17. What is then the just and fair amount of compensation payable to the claimants. The deceased was according to the claimants-appellants a professional 'Musician-cum-singer'. He used to perform cultural music programmes on festivals and on other occasions apart from teaching music by conducting musical classes each student paying Rs. 50/- p.m. The statement made by his widow, P.W.1 lends support to her version apart from the statement of Umadevi who claims to be one of the disciples of the deceased. According to the deposition of the widow of the deceased and his student Umadevi P.Ws. 1 & 2 the deceased used to charge around Rs. 50/- per month from every student whom he was training in music. He used to teach music to four groups of 5 students each. In addition, he used to visit other villages outside his village to perform cultural programmes. On the date of the accident also, he was on his way to one such performance. In that view therefore, the income of the deceased could be taken at Rs. 1000/- per month from his tuition work plus another Rs. 1000/- per month from his musical performance in functions that he used to attend at different places to which he was invited. The annual gross income of the deceased would therefore come to Rs. 24,000/- out of which 1/3rd has to be deducted towards his personal and living expenses leaving the contribution to the family at Rs. 16,000/- per annum. The deceased was according to the evidence on record 30 years old at the time of accident. The correct multiple applicable in terms of the decision of this Court in GULAM KHADER KHADER v. UNITED INDIA INSURANCE CO. LTD., ILR 2000 KAR - 4416; and the Full Bench decision V.S. GOWDAR v. THE ORIENTAL INSURANCE COMPANY LTD., ILR 2002 KAR 2501 is 16.The loss of dependency would thus come to 16,000 x 16 = Rs. 2,56,000/-. Since however, the deceased was himself responsible to the extent of 50% for the accident in which he lost his life, his legal heirs shall be entitled to recover only the balance of 50% from the Corporation. The total loss of dependency recoverable from the Corporation therefore comes to Rs. 1,28,000/-. To sum up, the claimant shall be entitled to receive the following amount towards compensation.

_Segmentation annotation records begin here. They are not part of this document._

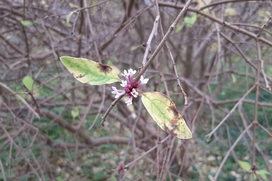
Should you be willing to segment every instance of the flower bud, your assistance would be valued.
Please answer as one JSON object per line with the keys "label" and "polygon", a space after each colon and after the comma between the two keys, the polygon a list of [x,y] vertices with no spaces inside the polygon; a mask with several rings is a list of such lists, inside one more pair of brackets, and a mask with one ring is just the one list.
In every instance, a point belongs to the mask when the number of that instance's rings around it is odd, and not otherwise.
{"label": "flower bud", "polygon": [[[130,86],[131,86],[131,85]],[[130,92],[130,90],[127,87],[126,88],[125,88],[125,90],[126,91],[126,92],[128,93],[128,92]]]}
{"label": "flower bud", "polygon": [[136,87],[137,86],[138,86],[138,85],[139,85],[139,82],[137,82],[134,83],[134,84],[133,84],[133,86],[134,87]]}
{"label": "flower bud", "polygon": [[129,84],[127,86],[127,88],[128,88],[130,89],[132,88],[132,86],[131,86],[131,85],[130,84]]}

Rs.1.Towards loss ofdependency1,28,000-002.Towards loss ofconsortium10,000-003.Towards loss ofEstate5,000-004.Towards loss of love & affection10,000-005.

Towards funeralexpenses2,000-00 Total Rs.

1,55,000-00 (Rupees one lakh fifty five thousand only)

The above amount shall earn interest at the rate of 8% per annum from the date of the petition till the date of deposit. Out of the amount so payable to the claimants -appellants a sum of Rs. 50,000/- each shall be released in favour of the widow and the mother of the deceased appellants - 1 and 4 in this appeal. The rest of the amount shall be invested in a term deposit in any schedule bank for a period of five years initially in the joint names of the minor sons of the deceased i.e. the Appellants-2 and 3 under the guardianship of their mother. The interest accruing on the said deposit shall be released in favour of the mother every six months which shall be used by the mother for the education and maintenance of the minor children. The parties are left to bear their own costs.